The vulnerability is simple. Some wallet implementations – web-based, mobile, even some browser extensions – used insecure random number generators. Think Math.random() in JavaScript instead of window.crypto.getRandomValues(). The seed space collapses to something a modern laptop can brute-force in hours. After identifying the pattern, security firm Coinspect started tracking suspect addresses. They found thousands of seeds – created and actively used since 2018 – that could be predicted.
The Silence Before the Storm
For years, the victims didn't know their assets were sitting on a sliding door. When I ran my free DeFi workshops in 2020, I taught people how to check contract addresses, how to revoke approvals, how to spot rug pulls. But I never told them to check their seed generation code. Because how could they? There was no public list of broken wallets. No registry of ‘safe randomness.' The industry assumed that if you wrote a wallet, you did the basics right. That assumption just cost real people real money.
Now the pattern is clear. Over the past 30 days, Coinspect flagged 34 confirmed victims losing $3.14 million. The biggest single transfer: $2 million from one address. The money moves through what looks like a classic money-laundering funnel – split, swap, bridge, mix. The attackers understand blockchain forensics. They're not amateurs.
The Ugly Truth About Our Security Theater
Let me be contrarian for a moment. We like to believe that if we don't leak our private keys, our assets are safe. That's the core security narrative of crypto: 'Not your keys, not your coins.' But what if your keys themselves were born broken? What if the act of generating a new wallet – something we do thousands of times a day for testnets, airdrops, and new projects – already betrays you?

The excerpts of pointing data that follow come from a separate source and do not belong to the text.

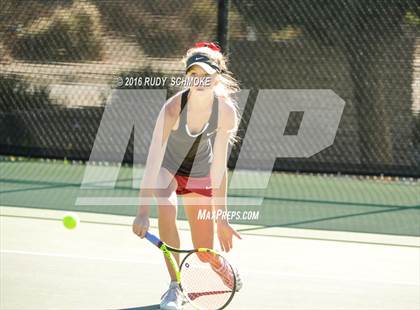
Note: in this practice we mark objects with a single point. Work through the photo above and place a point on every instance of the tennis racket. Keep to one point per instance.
(206, 278)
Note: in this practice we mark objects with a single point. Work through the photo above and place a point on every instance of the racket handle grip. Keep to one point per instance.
(153, 239)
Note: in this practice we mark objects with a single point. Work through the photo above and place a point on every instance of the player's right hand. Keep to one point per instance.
(141, 225)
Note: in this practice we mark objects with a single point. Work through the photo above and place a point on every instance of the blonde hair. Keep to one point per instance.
(227, 87)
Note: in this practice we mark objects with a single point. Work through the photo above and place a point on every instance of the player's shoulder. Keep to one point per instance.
(226, 107)
(173, 105)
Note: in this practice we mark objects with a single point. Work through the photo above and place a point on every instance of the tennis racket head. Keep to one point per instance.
(208, 281)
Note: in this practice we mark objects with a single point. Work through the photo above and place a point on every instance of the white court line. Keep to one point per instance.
(253, 271)
(123, 260)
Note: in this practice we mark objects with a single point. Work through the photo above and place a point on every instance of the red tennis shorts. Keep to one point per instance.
(201, 185)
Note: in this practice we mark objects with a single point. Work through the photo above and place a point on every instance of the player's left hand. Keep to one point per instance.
(225, 233)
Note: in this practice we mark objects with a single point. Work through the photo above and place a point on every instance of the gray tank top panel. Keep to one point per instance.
(191, 154)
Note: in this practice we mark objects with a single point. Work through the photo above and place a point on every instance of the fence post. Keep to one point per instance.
(222, 24)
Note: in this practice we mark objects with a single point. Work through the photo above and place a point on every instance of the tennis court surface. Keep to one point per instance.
(102, 265)
(339, 243)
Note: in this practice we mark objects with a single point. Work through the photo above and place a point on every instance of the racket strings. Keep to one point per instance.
(207, 280)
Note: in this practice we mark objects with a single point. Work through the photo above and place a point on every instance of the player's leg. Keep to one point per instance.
(202, 228)
(167, 209)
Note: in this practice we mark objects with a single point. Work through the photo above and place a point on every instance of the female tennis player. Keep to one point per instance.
(188, 157)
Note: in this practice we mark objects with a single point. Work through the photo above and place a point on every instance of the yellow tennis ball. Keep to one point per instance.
(70, 220)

This is not about a specific wallet brand. This is about the code libraries and development practices that were standard five years ago. A developer in 2018 might have copied a stack overflow snippet to generate a mnemonic. That snippet used Math.random(). That code went into a wallet that thousands of people used. That wallet is still out there, and its users are still funding the attackers.

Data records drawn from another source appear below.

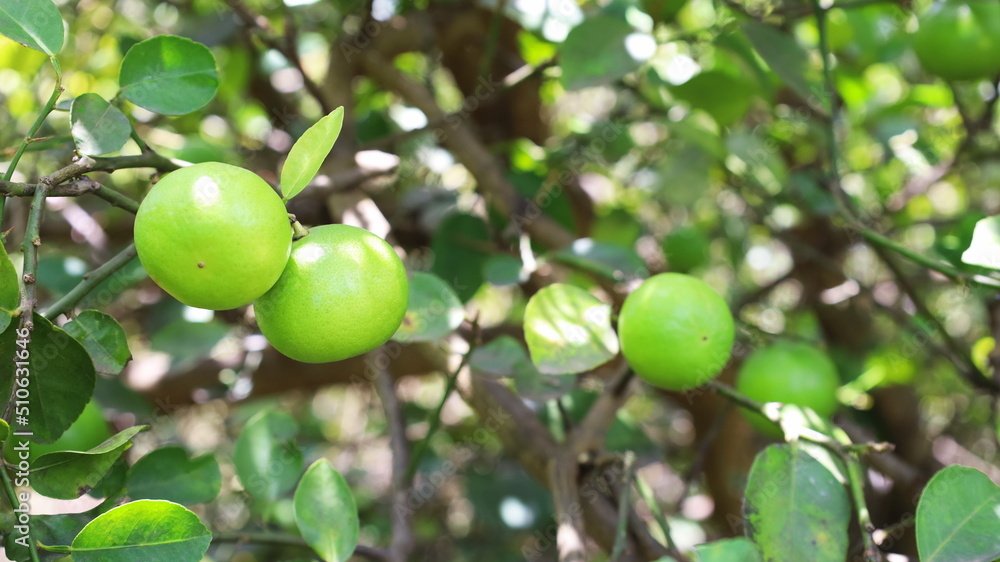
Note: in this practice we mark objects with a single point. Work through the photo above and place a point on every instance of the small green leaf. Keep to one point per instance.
(795, 509)
(309, 152)
(168, 474)
(460, 246)
(568, 330)
(601, 50)
(326, 513)
(267, 460)
(70, 474)
(104, 339)
(984, 250)
(147, 530)
(433, 311)
(9, 287)
(958, 517)
(169, 75)
(61, 375)
(98, 126)
(32, 23)
(739, 549)
(788, 60)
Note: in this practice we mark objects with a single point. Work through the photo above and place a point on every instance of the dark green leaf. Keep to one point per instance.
(98, 126)
(795, 509)
(61, 378)
(433, 312)
(147, 530)
(70, 474)
(326, 513)
(169, 75)
(267, 460)
(601, 50)
(461, 248)
(727, 550)
(984, 250)
(788, 60)
(104, 339)
(168, 474)
(309, 152)
(568, 330)
(958, 517)
(32, 23)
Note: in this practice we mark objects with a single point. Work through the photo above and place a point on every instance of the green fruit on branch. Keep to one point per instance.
(790, 373)
(675, 331)
(343, 293)
(959, 39)
(213, 235)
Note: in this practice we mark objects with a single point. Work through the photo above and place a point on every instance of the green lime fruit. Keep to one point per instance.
(790, 373)
(88, 431)
(959, 40)
(213, 235)
(675, 331)
(686, 248)
(343, 293)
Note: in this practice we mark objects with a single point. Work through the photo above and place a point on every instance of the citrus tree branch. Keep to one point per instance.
(42, 115)
(457, 138)
(90, 281)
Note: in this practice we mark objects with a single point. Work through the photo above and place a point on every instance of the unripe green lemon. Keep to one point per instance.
(675, 331)
(88, 431)
(343, 293)
(959, 39)
(790, 373)
(213, 235)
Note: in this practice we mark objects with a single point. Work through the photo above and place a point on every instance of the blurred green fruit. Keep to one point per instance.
(675, 331)
(960, 40)
(343, 293)
(213, 235)
(790, 373)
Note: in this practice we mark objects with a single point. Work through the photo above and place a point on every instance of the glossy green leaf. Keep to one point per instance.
(103, 338)
(32, 23)
(608, 260)
(98, 126)
(788, 60)
(267, 460)
(325, 512)
(601, 50)
(309, 152)
(433, 312)
(169, 75)
(568, 330)
(958, 517)
(794, 508)
(70, 474)
(984, 250)
(461, 246)
(739, 549)
(168, 474)
(147, 530)
(60, 373)
(9, 286)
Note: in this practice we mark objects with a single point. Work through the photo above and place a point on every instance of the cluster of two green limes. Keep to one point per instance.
(218, 237)
(677, 333)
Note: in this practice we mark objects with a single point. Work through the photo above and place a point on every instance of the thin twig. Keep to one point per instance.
(90, 282)
(402, 525)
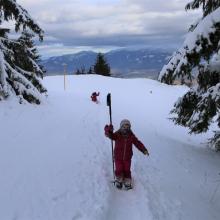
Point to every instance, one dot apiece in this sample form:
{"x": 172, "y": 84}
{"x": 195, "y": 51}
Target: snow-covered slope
{"x": 55, "y": 161}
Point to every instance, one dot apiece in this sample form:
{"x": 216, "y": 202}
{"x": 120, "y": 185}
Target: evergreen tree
{"x": 199, "y": 57}
{"x": 20, "y": 72}
{"x": 208, "y": 6}
{"x": 101, "y": 66}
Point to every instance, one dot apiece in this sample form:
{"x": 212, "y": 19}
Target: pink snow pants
{"x": 122, "y": 168}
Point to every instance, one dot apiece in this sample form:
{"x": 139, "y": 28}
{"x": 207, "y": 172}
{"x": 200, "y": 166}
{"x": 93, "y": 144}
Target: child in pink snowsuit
{"x": 94, "y": 96}
{"x": 124, "y": 138}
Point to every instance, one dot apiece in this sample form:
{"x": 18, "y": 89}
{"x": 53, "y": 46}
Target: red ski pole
{"x": 110, "y": 114}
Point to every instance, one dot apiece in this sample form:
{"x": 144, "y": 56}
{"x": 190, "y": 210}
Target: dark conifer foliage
{"x": 20, "y": 71}
{"x": 199, "y": 59}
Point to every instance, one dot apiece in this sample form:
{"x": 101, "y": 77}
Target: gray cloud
{"x": 111, "y": 23}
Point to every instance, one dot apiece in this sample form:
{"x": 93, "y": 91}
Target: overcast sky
{"x": 101, "y": 25}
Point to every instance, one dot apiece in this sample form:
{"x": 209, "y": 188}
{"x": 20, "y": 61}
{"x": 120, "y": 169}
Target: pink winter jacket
{"x": 123, "y": 144}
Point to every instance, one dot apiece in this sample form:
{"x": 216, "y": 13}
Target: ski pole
{"x": 110, "y": 114}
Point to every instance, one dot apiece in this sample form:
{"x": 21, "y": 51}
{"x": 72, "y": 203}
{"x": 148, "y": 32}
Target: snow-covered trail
{"x": 57, "y": 163}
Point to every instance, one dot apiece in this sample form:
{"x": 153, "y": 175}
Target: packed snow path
{"x": 55, "y": 161}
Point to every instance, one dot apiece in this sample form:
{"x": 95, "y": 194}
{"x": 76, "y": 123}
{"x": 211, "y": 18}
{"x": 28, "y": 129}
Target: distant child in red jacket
{"x": 94, "y": 97}
{"x": 124, "y": 138}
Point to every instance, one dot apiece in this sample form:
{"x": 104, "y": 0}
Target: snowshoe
{"x": 118, "y": 184}
{"x": 127, "y": 184}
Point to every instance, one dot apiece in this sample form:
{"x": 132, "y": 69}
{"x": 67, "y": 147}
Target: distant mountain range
{"x": 123, "y": 63}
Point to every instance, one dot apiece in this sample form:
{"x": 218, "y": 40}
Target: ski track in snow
{"x": 61, "y": 169}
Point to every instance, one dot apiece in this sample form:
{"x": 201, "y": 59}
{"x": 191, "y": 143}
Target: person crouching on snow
{"x": 124, "y": 138}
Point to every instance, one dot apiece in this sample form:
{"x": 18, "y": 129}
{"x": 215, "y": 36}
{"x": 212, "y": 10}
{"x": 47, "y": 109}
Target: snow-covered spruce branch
{"x": 11, "y": 10}
{"x": 22, "y": 86}
{"x": 199, "y": 45}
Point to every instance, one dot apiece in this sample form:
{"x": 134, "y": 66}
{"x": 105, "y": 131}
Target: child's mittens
{"x": 146, "y": 152}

The real risk is systemic: the gap between 'good enough' code and 'secure enough' code is where entire fortunes dissolve.
Who Bears the Responsibility?
We didn't ask our wallet providers to prove their seed generation methodology. We didn't demand audit reports for the most fundamental component of our digital identity. The industry sold us on 'decentralization' and 'self-custody,' but it didn't give us the tools to verify the very mechanism that makes self-custody possible.

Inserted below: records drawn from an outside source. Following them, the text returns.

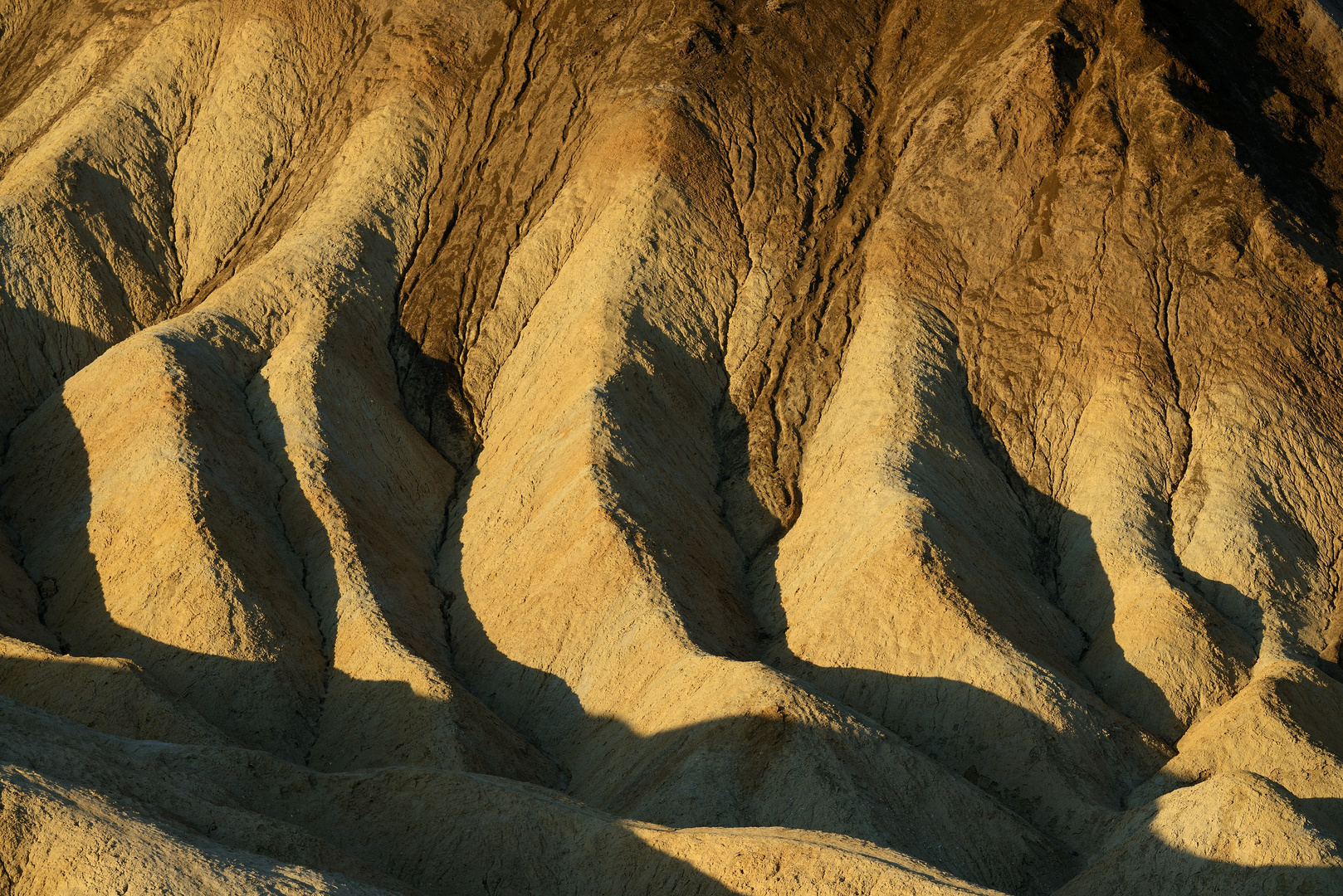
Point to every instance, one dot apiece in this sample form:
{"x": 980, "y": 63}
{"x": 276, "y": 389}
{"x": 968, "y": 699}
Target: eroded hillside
{"x": 677, "y": 446}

Based on my experience auditing token models and bridging communities during the 2022 bear market, I know that trust is rebuilt through transparency. The wallet developers who used these unsafe libraries need to come forward. They need to publish a list of affected versions. They need to help their users migrate before the attackers drain every last address.
So far, the silence is deafening.
What You Can Do Right Now
If you created a wallet between 2018 and 2023 – especially one that was generated through a web interface, a mobile app that didn't use hardware security modules, or any non-hardware wallet that didn't explicitly state its cryptographic source – assume your seed might be compromised. The safest action: move your assets to a hardware wallet that generates seeds offline. Or, at minimum, use a properly audited open-source wallet that clearly documents its entropy source.
Don't wait for a list of affected addresses. The attackers already have that list. They're scanning it 24/7.
Our Collective Failure and Our Collective Opportunity
We didn't guard the gate because we didn't know the gate could be a ghost. This crisis exposes a deep vulnerability in the way we build Web3: we assume the lower layers are safe while we innovate at the higher layers. But the seed generation layer is the foundation. If it cracks, nothing else matters.

Yet I see an opportunity. This is the moment for the community to demand a new standard: every wallet must publish its seed generation source code and prove its randomness. This is the moment for developers to rewrite old libraries and for users to vote with their assets. We rise by lifting the most vulnerable node in the network – and this time, that node is the code that brings our wallets to life.
Code is law, but empathy is the constitution. Let's write better code, and let's take care of the people caught in the old one.